Many of the methods discussed above have equivalent functions in the NumPy namespace

In [49]:
a = np.array((4, 3, 2, 1))

In [50]:
np.sum(a)

10

In [51]:
np.mean(a)

2.5

## Operations on Arrays


<a id='index-8'></a>

### Arithmetic Operations

The operators `+`, `-`, `*`, `/` and `**` all act *elementwise* on arrays

In [52]:
a = np.array([1, 2, 3, 4])
b = np.array([5, 6, 7, 8])
a + b

array([ 6,  8, 10, 12])

In [53]:
a * b

array([ 5, 12, 21, 32])

We can add a scalar to each element as follows

In [54]:
a + 10

array([11, 12, 13, 14])

Scalar multiplication is similar

In [55]:
a * 10

array([10, 20, 30, 40])

The two dimensional arrays follow the same general rules

In [56]:
A = np.ones((2, 2))
B = np.ones((2, 2))
A + B

array([[2., 2.],
       [2., 2.]])

In [57]:
A + 10

array([[11., 11.],
       [11., 11.]])

In [58]:
A * B

array([[1., 1.],
       [1., 1.]])


<a id='numpy-matrix-multiplication'></a>
In particular, `A * B` is *not* the matrix product, it is an element-wise product

### Matrix Multiplication


<a id='index-9'></a>
With Anaconda’s scientific Python package based around Python 3.5 and above,
one can use the `@` symbol for matrix multiplication, as follows:

In [59]:
A = np.ones((2, 2))
B = np.ones((2, 2))
A @ B

array([[2., 2.],
       [2., 2.]])

(For older versions of Python and NumPy you need to use the [np.dot](http://docs.scipy.org/doc/numpy/reference/generated/numpy.dot.html) function)

We can also use `@` to take the inner product of two flat arrays

In [60]:
A = np.array((1, 2))
B = np.array((10, 20))
A @ B

50

In fact, we can use `@` when one element is a Python list or tuple

In [61]:
A = np.array(((1, 2), (3, 4)))
A

array([[1, 2],
       [3, 4]])

In [62]:
A @ (0, 1)

array([2, 4])

Since we are postmultiplying, the tuple is treated as a column vector

In [63]:
a[-1] = 0  # Change last element to 0
a

array([1, 2, 3, 0])

### Mutability and copying of numpy arrays

In [64]:
a = np.random.randn(3)
a

array([-0.29865287,  0.14049209,  0.87386953])

In [65]:
b = a
b[0] = 0.0
a

array([0.        , 0.14049209, 0.87386953])

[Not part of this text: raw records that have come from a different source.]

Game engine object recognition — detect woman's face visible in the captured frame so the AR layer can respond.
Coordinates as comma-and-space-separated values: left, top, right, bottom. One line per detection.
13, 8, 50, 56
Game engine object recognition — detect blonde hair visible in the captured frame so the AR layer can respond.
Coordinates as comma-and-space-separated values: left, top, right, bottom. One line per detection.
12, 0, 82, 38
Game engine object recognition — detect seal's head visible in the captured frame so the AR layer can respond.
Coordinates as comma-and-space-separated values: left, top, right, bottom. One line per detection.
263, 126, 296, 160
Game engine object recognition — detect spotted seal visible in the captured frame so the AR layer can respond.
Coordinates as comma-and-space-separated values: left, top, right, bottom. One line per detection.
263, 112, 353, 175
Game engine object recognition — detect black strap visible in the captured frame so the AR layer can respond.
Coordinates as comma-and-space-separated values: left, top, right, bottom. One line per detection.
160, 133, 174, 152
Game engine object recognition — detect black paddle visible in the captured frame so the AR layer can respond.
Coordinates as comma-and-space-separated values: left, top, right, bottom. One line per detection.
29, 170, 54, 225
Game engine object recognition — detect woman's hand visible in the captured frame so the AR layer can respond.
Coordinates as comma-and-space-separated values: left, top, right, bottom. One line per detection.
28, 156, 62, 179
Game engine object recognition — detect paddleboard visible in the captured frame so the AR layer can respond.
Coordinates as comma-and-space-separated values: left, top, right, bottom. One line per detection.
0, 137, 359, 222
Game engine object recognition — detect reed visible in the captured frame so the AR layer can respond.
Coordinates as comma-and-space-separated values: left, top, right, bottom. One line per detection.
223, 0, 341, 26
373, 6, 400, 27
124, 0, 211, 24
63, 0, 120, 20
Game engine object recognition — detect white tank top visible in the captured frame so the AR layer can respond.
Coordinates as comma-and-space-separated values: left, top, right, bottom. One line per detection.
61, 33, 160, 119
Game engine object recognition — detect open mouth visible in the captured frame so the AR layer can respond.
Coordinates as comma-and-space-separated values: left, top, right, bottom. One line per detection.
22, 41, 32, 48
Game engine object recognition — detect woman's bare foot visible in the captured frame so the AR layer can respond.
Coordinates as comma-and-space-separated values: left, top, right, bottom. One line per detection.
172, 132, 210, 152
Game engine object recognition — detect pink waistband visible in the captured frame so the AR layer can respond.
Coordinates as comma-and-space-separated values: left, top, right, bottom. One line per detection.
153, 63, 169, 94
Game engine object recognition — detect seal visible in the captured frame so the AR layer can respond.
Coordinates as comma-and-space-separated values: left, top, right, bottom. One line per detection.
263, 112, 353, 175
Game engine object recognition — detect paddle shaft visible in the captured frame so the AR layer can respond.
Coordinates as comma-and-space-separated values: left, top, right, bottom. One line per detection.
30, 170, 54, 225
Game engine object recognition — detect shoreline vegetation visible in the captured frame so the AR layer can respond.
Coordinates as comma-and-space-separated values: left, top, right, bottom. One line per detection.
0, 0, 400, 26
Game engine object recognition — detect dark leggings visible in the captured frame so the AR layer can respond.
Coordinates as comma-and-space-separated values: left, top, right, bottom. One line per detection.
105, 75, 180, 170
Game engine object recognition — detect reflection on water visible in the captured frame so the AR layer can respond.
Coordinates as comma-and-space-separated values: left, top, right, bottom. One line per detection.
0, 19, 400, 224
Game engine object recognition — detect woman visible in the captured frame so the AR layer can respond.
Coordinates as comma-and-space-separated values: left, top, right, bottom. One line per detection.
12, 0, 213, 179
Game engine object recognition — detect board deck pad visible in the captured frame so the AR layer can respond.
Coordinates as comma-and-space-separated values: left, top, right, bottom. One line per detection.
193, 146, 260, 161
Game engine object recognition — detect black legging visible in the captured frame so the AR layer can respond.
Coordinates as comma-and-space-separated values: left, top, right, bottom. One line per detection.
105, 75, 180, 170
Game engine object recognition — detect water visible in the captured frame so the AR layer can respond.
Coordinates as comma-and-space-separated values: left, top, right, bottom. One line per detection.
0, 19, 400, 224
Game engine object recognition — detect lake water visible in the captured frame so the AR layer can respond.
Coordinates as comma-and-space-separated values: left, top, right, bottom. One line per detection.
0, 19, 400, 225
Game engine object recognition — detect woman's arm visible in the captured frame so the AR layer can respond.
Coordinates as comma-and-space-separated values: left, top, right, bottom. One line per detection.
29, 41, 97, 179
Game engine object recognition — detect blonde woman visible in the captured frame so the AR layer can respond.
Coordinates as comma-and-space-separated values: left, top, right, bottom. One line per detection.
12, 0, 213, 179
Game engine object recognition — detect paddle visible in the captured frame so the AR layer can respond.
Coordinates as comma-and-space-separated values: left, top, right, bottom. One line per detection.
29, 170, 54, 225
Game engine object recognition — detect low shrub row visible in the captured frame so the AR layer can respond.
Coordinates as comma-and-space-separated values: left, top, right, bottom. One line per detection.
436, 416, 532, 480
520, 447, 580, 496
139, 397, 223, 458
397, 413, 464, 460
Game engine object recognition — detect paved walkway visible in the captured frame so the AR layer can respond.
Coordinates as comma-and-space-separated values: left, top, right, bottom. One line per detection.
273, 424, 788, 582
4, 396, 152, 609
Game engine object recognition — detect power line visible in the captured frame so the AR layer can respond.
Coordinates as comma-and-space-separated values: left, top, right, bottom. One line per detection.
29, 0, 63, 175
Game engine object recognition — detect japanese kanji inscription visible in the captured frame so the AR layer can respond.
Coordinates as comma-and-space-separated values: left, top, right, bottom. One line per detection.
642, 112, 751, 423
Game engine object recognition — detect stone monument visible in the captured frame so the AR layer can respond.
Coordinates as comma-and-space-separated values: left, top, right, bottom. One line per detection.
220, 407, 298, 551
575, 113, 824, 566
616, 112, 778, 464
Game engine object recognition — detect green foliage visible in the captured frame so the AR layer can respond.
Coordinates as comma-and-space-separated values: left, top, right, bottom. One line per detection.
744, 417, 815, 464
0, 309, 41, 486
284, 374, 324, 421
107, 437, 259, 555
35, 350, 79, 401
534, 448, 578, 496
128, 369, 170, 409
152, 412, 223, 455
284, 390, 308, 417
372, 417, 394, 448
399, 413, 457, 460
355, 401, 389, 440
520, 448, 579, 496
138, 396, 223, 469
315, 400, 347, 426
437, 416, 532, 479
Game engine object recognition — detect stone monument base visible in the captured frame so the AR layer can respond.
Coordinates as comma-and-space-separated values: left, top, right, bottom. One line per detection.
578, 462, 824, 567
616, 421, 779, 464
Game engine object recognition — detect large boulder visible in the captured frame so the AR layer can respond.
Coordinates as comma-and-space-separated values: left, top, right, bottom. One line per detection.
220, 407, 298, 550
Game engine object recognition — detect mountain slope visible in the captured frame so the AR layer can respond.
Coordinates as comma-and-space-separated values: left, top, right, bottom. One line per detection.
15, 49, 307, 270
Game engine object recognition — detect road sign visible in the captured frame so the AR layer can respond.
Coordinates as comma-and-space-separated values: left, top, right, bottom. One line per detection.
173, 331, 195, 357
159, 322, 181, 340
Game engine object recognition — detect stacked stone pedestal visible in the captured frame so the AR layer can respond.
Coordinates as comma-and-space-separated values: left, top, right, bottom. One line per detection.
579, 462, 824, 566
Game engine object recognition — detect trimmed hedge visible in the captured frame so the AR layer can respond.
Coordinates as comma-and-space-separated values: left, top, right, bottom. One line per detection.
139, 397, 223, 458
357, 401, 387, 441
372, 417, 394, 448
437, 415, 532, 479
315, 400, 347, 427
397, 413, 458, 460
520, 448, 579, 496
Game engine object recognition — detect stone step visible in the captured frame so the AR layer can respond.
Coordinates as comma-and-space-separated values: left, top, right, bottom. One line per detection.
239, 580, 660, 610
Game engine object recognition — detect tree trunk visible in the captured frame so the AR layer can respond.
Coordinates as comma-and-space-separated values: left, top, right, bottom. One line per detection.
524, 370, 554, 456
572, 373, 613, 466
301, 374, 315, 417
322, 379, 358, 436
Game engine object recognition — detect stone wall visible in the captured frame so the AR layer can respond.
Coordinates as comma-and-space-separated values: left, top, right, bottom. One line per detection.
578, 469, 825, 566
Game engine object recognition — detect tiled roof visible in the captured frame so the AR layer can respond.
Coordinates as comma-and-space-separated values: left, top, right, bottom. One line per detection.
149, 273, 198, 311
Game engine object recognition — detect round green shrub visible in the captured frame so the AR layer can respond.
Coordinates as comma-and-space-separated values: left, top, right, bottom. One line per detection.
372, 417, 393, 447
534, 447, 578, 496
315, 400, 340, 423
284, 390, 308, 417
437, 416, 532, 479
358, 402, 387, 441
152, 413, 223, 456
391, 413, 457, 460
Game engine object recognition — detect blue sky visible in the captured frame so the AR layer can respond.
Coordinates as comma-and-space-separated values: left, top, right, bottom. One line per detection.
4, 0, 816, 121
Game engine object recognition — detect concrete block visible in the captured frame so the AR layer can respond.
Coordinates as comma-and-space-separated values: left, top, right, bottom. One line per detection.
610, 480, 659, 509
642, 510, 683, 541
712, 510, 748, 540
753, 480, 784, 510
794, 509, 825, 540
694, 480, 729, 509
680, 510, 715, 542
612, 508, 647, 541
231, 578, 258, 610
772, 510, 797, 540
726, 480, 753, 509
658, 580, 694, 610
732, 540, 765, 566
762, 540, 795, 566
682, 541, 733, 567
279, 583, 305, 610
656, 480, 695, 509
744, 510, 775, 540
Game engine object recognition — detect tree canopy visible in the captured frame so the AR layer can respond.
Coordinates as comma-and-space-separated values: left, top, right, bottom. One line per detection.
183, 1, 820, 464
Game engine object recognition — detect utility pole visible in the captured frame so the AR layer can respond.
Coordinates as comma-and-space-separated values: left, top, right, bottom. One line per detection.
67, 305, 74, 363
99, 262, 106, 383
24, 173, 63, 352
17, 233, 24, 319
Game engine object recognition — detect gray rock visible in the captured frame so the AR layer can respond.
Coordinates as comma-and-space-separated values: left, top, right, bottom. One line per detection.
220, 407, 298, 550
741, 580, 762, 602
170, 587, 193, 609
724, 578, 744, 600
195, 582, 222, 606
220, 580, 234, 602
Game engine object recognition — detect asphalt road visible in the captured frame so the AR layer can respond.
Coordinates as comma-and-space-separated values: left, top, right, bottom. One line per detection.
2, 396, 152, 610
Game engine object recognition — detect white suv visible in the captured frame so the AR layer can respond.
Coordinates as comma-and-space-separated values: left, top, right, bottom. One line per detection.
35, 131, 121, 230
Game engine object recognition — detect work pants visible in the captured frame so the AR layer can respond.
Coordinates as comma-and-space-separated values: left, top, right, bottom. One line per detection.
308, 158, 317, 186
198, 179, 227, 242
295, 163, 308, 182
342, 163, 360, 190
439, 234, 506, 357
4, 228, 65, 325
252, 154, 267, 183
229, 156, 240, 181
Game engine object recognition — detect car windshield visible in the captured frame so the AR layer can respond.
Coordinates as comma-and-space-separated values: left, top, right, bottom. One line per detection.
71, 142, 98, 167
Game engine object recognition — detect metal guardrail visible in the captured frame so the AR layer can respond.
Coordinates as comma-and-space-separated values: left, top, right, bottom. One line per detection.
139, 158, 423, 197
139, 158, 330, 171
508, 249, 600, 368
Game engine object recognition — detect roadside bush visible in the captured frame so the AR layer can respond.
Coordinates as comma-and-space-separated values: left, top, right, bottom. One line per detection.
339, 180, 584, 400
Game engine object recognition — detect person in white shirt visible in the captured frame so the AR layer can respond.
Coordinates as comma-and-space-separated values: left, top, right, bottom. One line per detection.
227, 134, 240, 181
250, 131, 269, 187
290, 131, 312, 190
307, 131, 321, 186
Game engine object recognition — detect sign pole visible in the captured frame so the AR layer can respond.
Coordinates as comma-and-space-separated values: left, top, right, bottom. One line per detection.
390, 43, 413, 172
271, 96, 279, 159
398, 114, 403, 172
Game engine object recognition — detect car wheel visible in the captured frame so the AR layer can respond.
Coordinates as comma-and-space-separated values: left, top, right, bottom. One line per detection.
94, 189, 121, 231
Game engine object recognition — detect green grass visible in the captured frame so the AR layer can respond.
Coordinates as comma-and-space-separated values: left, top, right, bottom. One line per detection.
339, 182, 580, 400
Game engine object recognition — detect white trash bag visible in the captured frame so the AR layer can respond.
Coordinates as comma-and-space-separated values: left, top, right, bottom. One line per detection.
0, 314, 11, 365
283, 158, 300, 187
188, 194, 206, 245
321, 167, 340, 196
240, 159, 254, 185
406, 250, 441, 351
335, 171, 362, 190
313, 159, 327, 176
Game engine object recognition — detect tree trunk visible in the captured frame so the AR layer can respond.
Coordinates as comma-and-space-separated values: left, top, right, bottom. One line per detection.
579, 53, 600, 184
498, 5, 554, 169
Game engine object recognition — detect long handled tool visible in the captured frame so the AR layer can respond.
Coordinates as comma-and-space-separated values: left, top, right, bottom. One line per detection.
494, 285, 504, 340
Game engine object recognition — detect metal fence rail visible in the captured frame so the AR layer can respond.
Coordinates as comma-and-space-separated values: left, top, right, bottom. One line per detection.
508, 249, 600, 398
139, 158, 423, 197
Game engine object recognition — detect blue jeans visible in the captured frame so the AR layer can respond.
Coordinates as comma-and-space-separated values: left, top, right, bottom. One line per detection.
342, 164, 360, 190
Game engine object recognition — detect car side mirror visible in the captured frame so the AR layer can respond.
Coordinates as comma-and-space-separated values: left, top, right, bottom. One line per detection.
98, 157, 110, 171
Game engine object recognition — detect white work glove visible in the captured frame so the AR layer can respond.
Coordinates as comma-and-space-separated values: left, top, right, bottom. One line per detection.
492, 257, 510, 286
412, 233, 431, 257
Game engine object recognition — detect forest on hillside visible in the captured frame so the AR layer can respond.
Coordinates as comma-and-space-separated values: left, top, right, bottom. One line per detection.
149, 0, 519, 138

What’s happened is that we have changed `a` by changing `b`.

The name `b` is bound to `a` and becomes just another reference to the array. Hence, it has equal rights to make changes to that array.

This is in fact the most sensible default behavior! It means that we pass around only pointers to data, rather than making copies. Making copies is expensive in terms of both speed and memory.

#### Making Copies

It is of course possible to make `b` an independent copy of `a` when required

This can be done using `np.copy`

In [66]:
a = np.random.randn(3)
a

array([0.3370952 , 0.69381906, 0.07745963])

In [67]:
b = np.copy(a)
b

array([0.3370952 , 0.69381906, 0.07745963])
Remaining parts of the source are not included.